There is something about Positive Thinking that has bothered me for quite some time. It wasn't until recently that I began to see it as a pervasive urge in our culture that might be a little misplaced. I'd always been skeptical about Positive Thinking. It always felt wrong, like something I couldn't wear. I simply don't roll that way. I'm a little bit rock n' roll. I like to drink beer and curse loudly. I don't really live on an organic unicorn farm, though I do like to play like I do.
I believe strongly in certain things -like being a responsible citizen of the earth and trying to allow my children the room to be who they are - but no matter how hard I try, there's some sort of bitterness I can't shake. What I've read about being a good, holy, gentle parent tells me that this is bad. I've read that the best way to be is giving, loving, joyful. Always. I've read that if I'm not doing that all the time, it's because I'm not trying hard enough to let go of fear, doubt, and anger. I've been told by books and internet personalities that the right thing to do is look at the wonder and awe of the universe and accept and embrace that it is all there for me, and for my children, should I choose to forget fear, forget anger, forget the manipulation and coercion I was inevitably raised with.
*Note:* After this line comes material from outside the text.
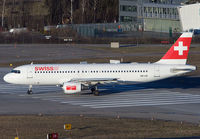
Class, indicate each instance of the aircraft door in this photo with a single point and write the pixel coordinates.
(30, 72)
(156, 71)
But the thing is, I believe in being a responsible citizen of the earth. So, the whole universe being there for us to embrace makes no logical sense to me. I cannot manifest endless material goods simply by faith that the universe will provide. I cannot simply think positively in order to deal with the huge stressors that are part of my daily existence under the endless reign of the PhD. I personally require a lot more than thinking positively. I need to do hard work to figure out what I can do about the circumstances I've got and more than that, figure out what I can do to help those who have less or change the world to make sure there's plenty to go around. These actions require a little bit of worry, frustration, and fear to motivate.
I also worry that maybe being positive all the time would not in fact be good for my kids. Aside from the fact that I know it's not a reasonable possibility, my sitting around feeling guilty about failing at constant optimism expressed in a thousand tiny interactions with my children certainly would only increase negative emotions, thereby creating a vicious cycle in which my negativity feeds on my negativity, or so goes the story about the tireless act of keeping positive. I'd be no better off then.
What I really need is not a constant thrashing about trying endlessly to be perfect, whether self-delivered or swallowed up in a church or conference setting. Rather, I require tools for working. I require conversations that do not emphasize the magic of life, but examine how to deal with all the bad shit in it. In fact, it would seem to me that the absolute truest test of authentic parenting is not how you phrase joy and butterflies-out-the-butt at children who are screaming and whining about some THING they wanted that went wrong, but rather how you make use of both their intense emotions and your own.
Sometimes it's important that I freak out too. Sometimes I need to throw a tantrum. No amount of good-jobing myself is going to fix that any more than it would fix my child. Sometimes, shit is shit and should be recognized and appreciated as such.
Ultimately, I think it's better that I get to be who I am. I can actively work to be a better, more caring, compassionate, hard-working, intelligent, thoughtful, pragmatic, dedicated, fun, loyal person, but "positive" doesn't really crack the top ten adjectives that describe, to me, a virtue. Positivity, as an objective trait, feels naive to me. I am wary of it. I'd rather be smart than optimistic, any day of the week. Plus, watching me grapple with remorse over and learn to deal with all the crummy crap that I do is good modeling for my children in other virtues: forgiveness, acceptance, grace, love.
I remain dreadfully imperfect, but it's my messiest attributes that are the cross-weaves of my greatest strengths.